En esta noticia
La escalada militar en Oriente Medio volvió a colocar a la Unión Europea en una posición delicada. Los ataques de Estados Unidos e Israel contra Irán reavivaron la tensión regional y obligaron a Bruselas a fijar postura en un escenario marcado por el riesgo geopolítico, la seguridad energética y la estabilidad internacional.
En ese contexto, la Comisión Europea dejó claro que su posición no pasa por respaldar la violencia, pero tampoco por relativizar la naturaleza del régimen iraní.
En una comparecencia pública, el Ejecutivo comunitario condenó con dureza al Gobierno de Teherán y reiteró su llamado al respeto del Derecho internacional, mientras evalúa medidas para proteger a los ciudadanos europeos y evitar una desestabilización mayor de la región.
Bruselas condena al régimen iraní y marca distancia de los ataques
La portavoz jefa de la Comisión Europea, Paula Pinho, fue tajante al ser consultada sobre si la UE respalda los ataques militares contra Irán. “Lo que no apoyamos es el régimen opresivo que ha estado matando gente en Irán, y eso va en contra de cualquier ley”, afirmó durante la rueda de prensa diaria de la institución.
Pinho insistió en que la posición comunitaria pasa por pedir a todas las partes “que ejerzan la máxima moderación y que respeten plenamente el Derecho internacional”. Al mismo tiempo, explicó que Bruselas está “estudiando cómo garantizar la protección de los ciudadanos y la estabilidad de la región”, en un momento de fuerte incertidumbre política y militar.
Desde la Comisión subrayaron que, por ahora, no se ha debatido la activación de la cláusula de defensa mutua prevista en el artículo 42.7 de los tratados de la UE, incluso después de que un dron de fabricación iraní impactara en la base británica de Akrotiri, en Chipre.
Diplomacia, sanciones y apoyo al pueblo iraní
Bruselas volvió a remarcar que la diplomacia sigue siendo su principal herramienta.
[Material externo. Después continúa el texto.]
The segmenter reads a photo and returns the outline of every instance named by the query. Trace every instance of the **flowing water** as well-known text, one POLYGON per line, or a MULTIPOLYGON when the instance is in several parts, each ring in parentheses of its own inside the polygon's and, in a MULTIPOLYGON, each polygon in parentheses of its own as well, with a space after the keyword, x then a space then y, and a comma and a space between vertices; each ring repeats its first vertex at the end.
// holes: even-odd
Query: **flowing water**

Pinho recordó que la UE “siempre ha dado prioridad a la diplomacia” y que ya ha adoptado sanciones en el pasado “contra un régimen que estaba matando a su propio pueblo”.
En la misma línea, insistió en que la Comisión no pierde de vista el trasfondo político del conflicto. “No olvidamos que estamos tratando con un régimen extremadamente opresivo”, señaló, antes de recalcar que “la única solución duradera es una solución diplomática”, una posición que, según indicó, también ha sido defendida públicamente por la presidenta de la Comisión, Ursula von der Leyen.
Sobre el futuro del país, Pinho destacó que la presidenta comunitaria ha dejado claro que la UE apoya “firmemente el derecho del pueblo iraní a decidir su propio futuro”, marcando así una separación entre la crítica al régimen y el respaldo a la población civil.
Seguridad regional y energía, en el centro de la agenda europea
La posición europea quedó reforzada el domingo con una declaración conjunta tras una reunión de urgencia por videoconferencia de los ministros de Exteriores de la UE, encabezada por la jefa de la diplomacia comunitaria, Kaja Kallas.
En ese encuentro se exigió “pleno respeto del derecho internacional, incluidos los principios de la Carta de las Naciones Unidas”, según explicó el portavoz comunitario Anouar el Anouni.
Además, Bruselas anunció que prevé convocar una reunión ministerial conjunta con el Consejo de Cooperación del Golfo y que reforzará con buques adicionales la operación naval EUNavfor Aspides en el mar Rojo, ante el “fuerte aumento de las solicitudes de protección” de barcos que cruzan el estratégico estrecho de Ormuz.
En paralelo, la Comisión Europea aseguró que no existe por ahora una preocupación inmediata por la seguridad del suministro energético en la UE. La portavoz de Energía, Anna-Kaisa Ikonen, afirmó que el análisis actual no detecta amenazas urgentes y recordó que los depósitos de gas de la Unión se encuentran en torno al 30%, dentro de los niveles previstos para el invierno.
Por último, Von der Leyen convocó para este lunes una reunión del Colegio de Seguridad, centrada en Oriente Medio, en la que se analizarán impactos en energía, seguridad, migración y estabilidad regional, con el objetivo de evaluar la situación y decidir los próximos pasos políticos del bloque.